A series of accounting scandals at Chinese companies has battered share prices in the United States, costing investors several billion dollars.
The SEC wants to see "work papers," or corporate documents used by auditors to prepare financial reports for nine Chinese companies suspected of fraud. Its complaint said Chinese affiliates of the "Big Four" accounting firms — Deloitte, Ernst & Young, KPMG and PricewaterhouseCoopers — and a fifth firm, BDO, failed to comply with orders to hand over the documents.
The accountants say Chinese national secrets laws bar the release of documents, but the SEC said firms "face serious consequences" if they conduct audits knowing they cannot comply with U.S. disclosure requirements.
The SEC complained that it had sent its Chinese counterpart, the China Securities Regulatory Commission, 21 requests for assistance in 16 investigations since 2009 and failed to receive any audit papers. It said negotiations aimed at establishing a framework for sharing information have made no progress.

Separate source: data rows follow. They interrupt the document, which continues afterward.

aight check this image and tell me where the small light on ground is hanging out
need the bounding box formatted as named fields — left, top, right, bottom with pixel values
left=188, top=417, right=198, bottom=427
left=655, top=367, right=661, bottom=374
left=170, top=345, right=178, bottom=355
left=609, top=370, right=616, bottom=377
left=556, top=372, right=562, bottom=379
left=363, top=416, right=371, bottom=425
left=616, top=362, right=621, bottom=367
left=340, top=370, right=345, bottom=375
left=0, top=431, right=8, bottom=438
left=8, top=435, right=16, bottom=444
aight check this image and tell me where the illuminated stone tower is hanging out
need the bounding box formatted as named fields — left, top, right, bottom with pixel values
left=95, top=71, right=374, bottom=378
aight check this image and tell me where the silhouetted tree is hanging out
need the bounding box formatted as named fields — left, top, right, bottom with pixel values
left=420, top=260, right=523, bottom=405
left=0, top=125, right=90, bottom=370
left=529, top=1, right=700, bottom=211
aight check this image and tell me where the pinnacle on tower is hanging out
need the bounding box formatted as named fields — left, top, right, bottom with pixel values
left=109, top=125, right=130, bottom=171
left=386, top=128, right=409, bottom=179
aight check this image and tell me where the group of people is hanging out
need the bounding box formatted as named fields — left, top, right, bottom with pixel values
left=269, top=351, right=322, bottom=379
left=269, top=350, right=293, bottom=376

Separately, the accounting oversight panel created by a 2002 anti-fraud law, says it is required to conduct regular inspections of Chinese auditors of companies with U.S.-traded stocks. Chinese authorities have resisted that.

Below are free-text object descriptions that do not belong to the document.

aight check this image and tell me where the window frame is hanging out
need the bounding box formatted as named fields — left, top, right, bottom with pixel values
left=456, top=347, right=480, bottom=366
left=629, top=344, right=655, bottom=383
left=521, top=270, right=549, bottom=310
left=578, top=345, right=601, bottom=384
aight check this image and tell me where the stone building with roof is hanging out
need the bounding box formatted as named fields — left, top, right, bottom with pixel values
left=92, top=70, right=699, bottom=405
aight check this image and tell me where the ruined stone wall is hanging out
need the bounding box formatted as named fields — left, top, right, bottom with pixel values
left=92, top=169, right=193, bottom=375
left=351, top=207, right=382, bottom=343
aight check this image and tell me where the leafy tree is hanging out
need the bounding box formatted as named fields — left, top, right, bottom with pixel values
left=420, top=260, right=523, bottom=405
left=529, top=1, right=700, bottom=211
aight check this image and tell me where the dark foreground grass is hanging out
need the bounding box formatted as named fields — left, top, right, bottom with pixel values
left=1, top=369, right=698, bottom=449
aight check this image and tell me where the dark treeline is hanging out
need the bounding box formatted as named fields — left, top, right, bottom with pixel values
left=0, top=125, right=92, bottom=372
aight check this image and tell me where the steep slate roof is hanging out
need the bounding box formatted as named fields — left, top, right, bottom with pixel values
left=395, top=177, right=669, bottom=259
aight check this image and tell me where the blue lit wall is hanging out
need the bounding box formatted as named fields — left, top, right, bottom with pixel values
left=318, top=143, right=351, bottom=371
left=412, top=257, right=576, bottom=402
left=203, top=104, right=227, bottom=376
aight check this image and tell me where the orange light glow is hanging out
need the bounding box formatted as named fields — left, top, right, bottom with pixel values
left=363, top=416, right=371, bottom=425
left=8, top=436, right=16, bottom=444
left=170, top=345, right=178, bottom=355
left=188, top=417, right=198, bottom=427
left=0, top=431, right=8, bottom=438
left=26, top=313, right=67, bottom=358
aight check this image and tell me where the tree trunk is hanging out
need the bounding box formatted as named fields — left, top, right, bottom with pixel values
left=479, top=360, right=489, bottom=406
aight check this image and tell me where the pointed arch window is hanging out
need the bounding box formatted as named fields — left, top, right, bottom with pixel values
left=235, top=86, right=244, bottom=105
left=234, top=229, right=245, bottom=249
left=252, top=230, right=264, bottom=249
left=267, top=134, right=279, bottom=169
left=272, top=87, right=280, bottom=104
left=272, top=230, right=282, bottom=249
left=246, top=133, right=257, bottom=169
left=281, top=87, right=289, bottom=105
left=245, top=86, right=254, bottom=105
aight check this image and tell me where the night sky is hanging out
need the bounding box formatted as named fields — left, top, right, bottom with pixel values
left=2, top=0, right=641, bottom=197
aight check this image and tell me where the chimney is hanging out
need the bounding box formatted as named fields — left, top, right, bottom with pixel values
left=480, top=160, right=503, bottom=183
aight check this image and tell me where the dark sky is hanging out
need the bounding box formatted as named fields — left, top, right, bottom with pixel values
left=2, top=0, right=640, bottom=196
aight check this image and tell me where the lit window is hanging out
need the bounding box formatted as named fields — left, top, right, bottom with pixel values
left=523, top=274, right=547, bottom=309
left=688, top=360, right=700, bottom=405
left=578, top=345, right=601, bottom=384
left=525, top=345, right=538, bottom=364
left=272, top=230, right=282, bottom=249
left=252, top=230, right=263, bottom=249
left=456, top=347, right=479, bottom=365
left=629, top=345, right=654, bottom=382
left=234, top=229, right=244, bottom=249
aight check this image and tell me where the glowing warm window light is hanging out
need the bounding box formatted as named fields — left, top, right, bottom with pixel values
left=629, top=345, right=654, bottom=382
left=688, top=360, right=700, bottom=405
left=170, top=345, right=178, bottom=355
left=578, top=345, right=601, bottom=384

Pressure from American regulators could accelerate a trend among some Chinese companies to buy back their U.S. shares and move to China's domestic exchanges or go private.
U.S.-traded Chinese companies saw share prices plunge following the 2008 global crisis, while economic growth at home, even after a recent decline, is still forecast at about 8 percent this year. Rising Chinese incomes are creating a bigger pool of money for investment.
In the biggest delisting this year, Focus Media Holding Co. said in August its chairman and private equity firms would buy back its U.S. shares in a deal that valued the Shanghai-based advertising company at $3.5 billion. Company managers complained its U.S. share price was too low and failed to reflect the strength of its business.
Smaller companies also are pulling out of the United States, helped by financing from Chinese institutions that are flush with cash from the country's economic boom. A business magazine said the government's China Development Bank has lent $1 billion to companies this year to buy back U.S. shares and move their listings to domestic exchanges.
Beijing has made it easier for private companies to join China's two exchanges in Shanghai and the southern city of Shenzhen, though most listings still are for state enterprises. The Shenzhen exchange created a second board for small companies, imitating the U.S.-based Nasdaq market.
If Chinese companies leave American financial markets, "the only one that gets hurt is the U.S. exchanges that lose some business but gain credibility for having high standards," said Peking University's Gillis.
"And the accountants get rich, because if they move to Hong Kong, they have to be audited again," he said. "So perversely, the accountants are probably the biggest winners if this thing blows up."